Rokitnik i nagietek- pomarańczowa regeneracja wrażliwej skóry

Jakiś czas temu,a dokładnie na Święta dostałam w prezencie od dobrej znajomej olej z rokitnika, oryginalny przywieziony prosto z Ukrainy. Dużo słyszałam o jego dobroczynnych właściwościach i oczywiście postanowiłam wypróbować go do nowego mydła. Tym razem opracowałam przepis na bazie wyciągu ziołowego z nagietka, który idealnie komponuje się z olejem rokitnikowym. Olej rokitnikowy ma bardzo intensywną pomarańczową barwę podobnie jak kwiat nagietka - zawdzięcza to karotenom.

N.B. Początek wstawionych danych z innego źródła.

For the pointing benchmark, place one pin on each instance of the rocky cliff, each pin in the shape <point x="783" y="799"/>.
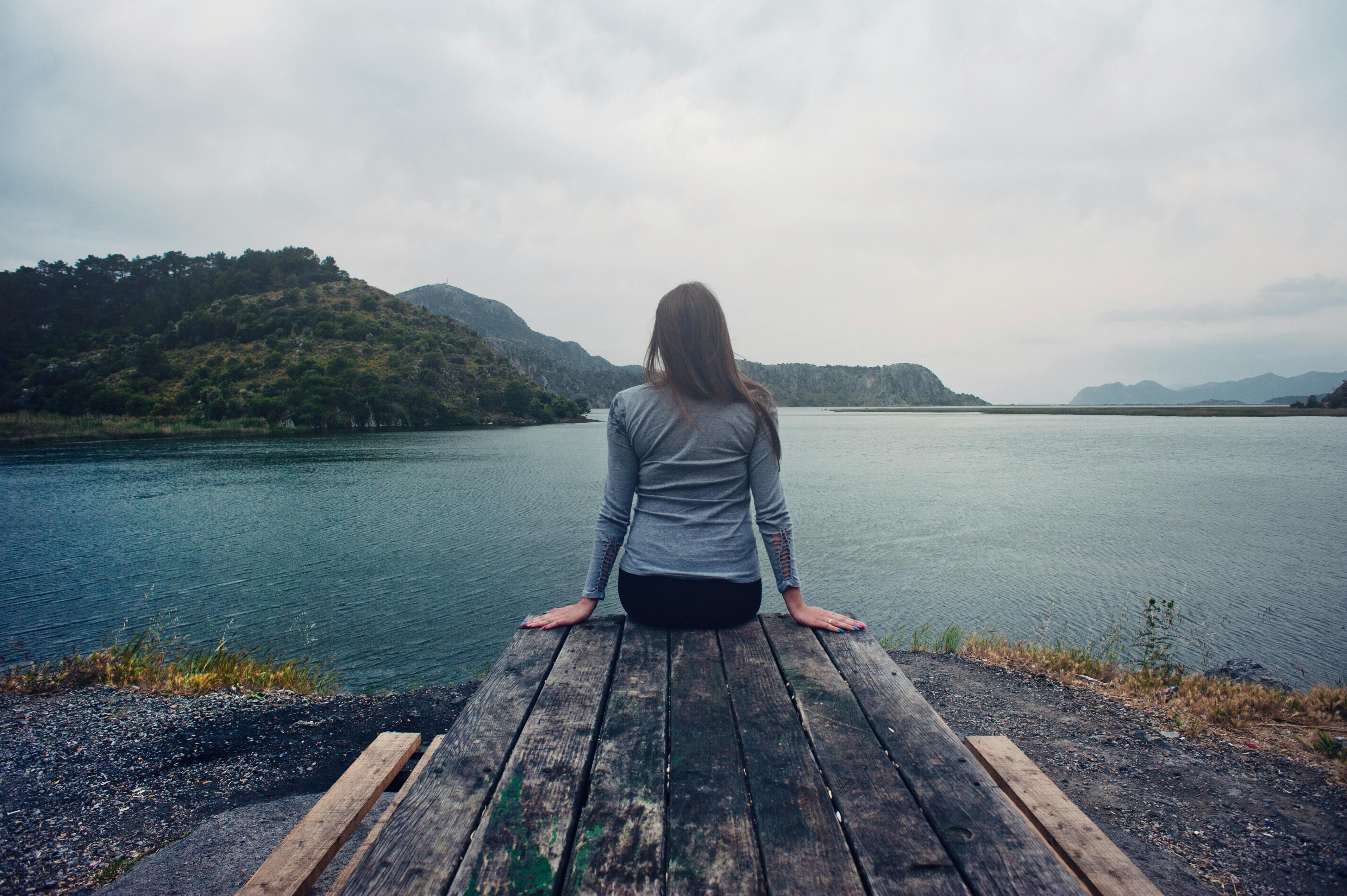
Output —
<point x="1250" y="391"/>
<point x="562" y="367"/>
<point x="836" y="386"/>
<point x="567" y="368"/>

O oleju z rokitnika napiszę osobno, ponieważ ma wspaniałe właściwości nie tylko w kosmetyce.
Póki co troszkę o nagietku:
Wysuszone kwiaty nagietka zawierają barwniki flawonowe, karoteny i ślady olejku eterycznego.

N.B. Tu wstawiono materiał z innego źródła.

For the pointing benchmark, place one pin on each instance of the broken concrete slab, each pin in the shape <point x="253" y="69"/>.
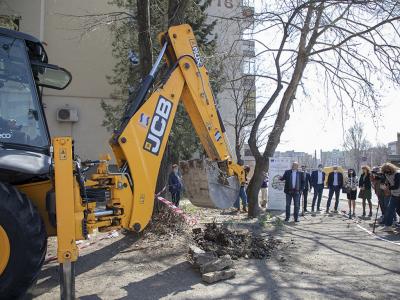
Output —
<point x="218" y="275"/>
<point x="195" y="250"/>
<point x="219" y="264"/>
<point x="203" y="258"/>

Wewnętrznie stosuje się przy chorobach wątroby i śledziony,chorobach kobiecych, zewnętrznie w postaci okładów na rany, oparzenia i inne choroby skórne. To dzięki karotenom kwiat nagietka działa kojąco i regeneracyjnie na  suchą i wrażliwą skórę.

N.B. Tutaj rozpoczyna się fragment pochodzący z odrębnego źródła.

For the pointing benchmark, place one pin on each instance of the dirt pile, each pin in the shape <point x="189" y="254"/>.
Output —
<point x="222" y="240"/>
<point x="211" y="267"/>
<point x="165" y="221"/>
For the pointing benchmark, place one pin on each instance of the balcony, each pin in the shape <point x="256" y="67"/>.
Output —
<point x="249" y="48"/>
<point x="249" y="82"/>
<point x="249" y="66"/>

Ekstrakt olejowy jest polecany na odmrożenia, hemoroidy, przy pękaniu naczyń krwionośnych, skuteczny przy leczeniu grzybicy.

Skład:
  • 200 g oleju rzepakowego
  • 220 g oleju kokosowego
  • 50 g masła karite
  • 20 g oleju ze słodkich migdałów
  • 200 g oliwy z oliwek extra virgin
  • 80 g oleju z rokitnika
  • 70 g oleju rycynowego
  • 120 g NaOH
  • 120 g jogurtu naturalnego
  • 140 g napar z nagietka
  • kilka łyżek kwiatu nagietka

Tak jak w poprzednich mydełkach, do tego również nie dodawałam olejku eterycznego.
Jogurt naturalny nawilża, nagietek łagodzi zmiany zapalne skóry, płatki nagietka delikatnie masują i pobudzają krążenie skóry.

Efekt końcowy jak widać na załączonych zdjęciach. Jeszcze leżakuje chociaż korci mnie żeby wcześniej wypróbować.